Le implicazioni di questa crisi vanno ben al di là del settore giuridico. La sospensione dei matrimoni ha colpito in modo diretto le famiglie marocchine, che hanno investito risorse significative nella preparazione delle cerimonie. La mancanza di un notario islamico per firmare il contratto ha reso i matrimoni informali una scelta sempre più diffusa, un fenomeno che il governo ha cercato di controllare senza successo. Secondo un rapporto del Consiglio Superiore del Poder Judicial, nel 2024 sono stati approvati 10.691 matrimoni di minori, per lo più femminili, nonostante la legge lo proibisca da anni. Questa situazione ha alimentato preoccupazioni su come la legislazione possa essere applicata in modo efficace, soprattutto in contesti rurali dove le tradizioni locali hanno un peso maggiore. La protesta degli adules, quindi, non è solo un conflitto professionale, ma un riflesso di un dibattito più ampio sul ruolo della legge e della religione nella vita quotidiana marocchina.
La prospettiva futura di questa situazione è incerta, ma la questione del matrimonio e delle sue regole rimane al centro delle dinamiche politiche e sociali del Paese.
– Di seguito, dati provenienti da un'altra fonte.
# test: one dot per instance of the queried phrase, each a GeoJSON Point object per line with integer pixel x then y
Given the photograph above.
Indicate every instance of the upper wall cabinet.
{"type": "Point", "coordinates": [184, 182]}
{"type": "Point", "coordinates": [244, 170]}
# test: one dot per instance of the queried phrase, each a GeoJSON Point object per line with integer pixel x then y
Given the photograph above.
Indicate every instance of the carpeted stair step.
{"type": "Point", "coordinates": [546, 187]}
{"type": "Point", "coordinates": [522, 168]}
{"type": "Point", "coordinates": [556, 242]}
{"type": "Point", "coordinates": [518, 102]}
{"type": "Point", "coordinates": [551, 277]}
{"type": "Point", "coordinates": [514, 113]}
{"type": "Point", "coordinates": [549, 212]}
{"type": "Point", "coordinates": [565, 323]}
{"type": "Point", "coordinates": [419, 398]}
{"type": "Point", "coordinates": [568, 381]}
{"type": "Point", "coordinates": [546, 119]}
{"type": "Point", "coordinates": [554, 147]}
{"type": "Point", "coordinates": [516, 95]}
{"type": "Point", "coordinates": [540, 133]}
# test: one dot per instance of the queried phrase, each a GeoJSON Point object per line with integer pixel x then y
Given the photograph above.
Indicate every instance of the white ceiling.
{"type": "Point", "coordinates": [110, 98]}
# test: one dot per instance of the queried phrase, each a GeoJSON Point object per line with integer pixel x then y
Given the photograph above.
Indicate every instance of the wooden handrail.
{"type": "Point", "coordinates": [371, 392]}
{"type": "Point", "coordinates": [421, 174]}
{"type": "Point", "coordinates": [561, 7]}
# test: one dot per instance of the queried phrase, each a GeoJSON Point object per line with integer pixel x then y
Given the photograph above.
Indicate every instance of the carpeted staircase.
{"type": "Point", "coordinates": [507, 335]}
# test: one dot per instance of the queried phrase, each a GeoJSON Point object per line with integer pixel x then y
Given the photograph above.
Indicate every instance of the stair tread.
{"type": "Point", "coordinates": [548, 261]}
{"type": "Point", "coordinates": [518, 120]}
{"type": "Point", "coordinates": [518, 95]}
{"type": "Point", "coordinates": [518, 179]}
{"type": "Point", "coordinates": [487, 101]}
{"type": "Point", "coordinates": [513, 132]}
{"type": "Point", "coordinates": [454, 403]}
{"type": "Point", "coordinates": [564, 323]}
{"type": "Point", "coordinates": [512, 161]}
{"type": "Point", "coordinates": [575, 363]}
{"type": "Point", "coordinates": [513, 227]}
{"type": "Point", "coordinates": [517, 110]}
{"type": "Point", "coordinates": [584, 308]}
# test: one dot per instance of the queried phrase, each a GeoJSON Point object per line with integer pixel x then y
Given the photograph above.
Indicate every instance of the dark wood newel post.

Le elezioni legislative del 23 settembre potrebbero rappresentare un momento cruciale per decidere il destino del Mudawana. I partiti politici, in particolare i islamisti del Partito della Giustizia e dello Sviluppo (PJD), hanno adottato una posizione contraria alla riforma, vedendola come un attacco alla tradizione e alla cultura marocchina. La loro opposizione, che ha visto manifestazioni di massa nel 2004, potrebbe influenzare il dibattito politico. Tuttavia, le associazioni femministe e le organizzazioni che promuovono l'uguaglianza continuano a chiedere un'approvazione più decisa della legge, con l'obiettivo di ridurre il numero di matrimoni precoci e garantire diritti legali a tutte le donne. Il conflitto tra conservazione e modernità, tra tradizione e diritti umani, sembra destinato a rimanere un tema centrale nel Paese, con conseguenze che si estendono ben al di là del settore giuridico.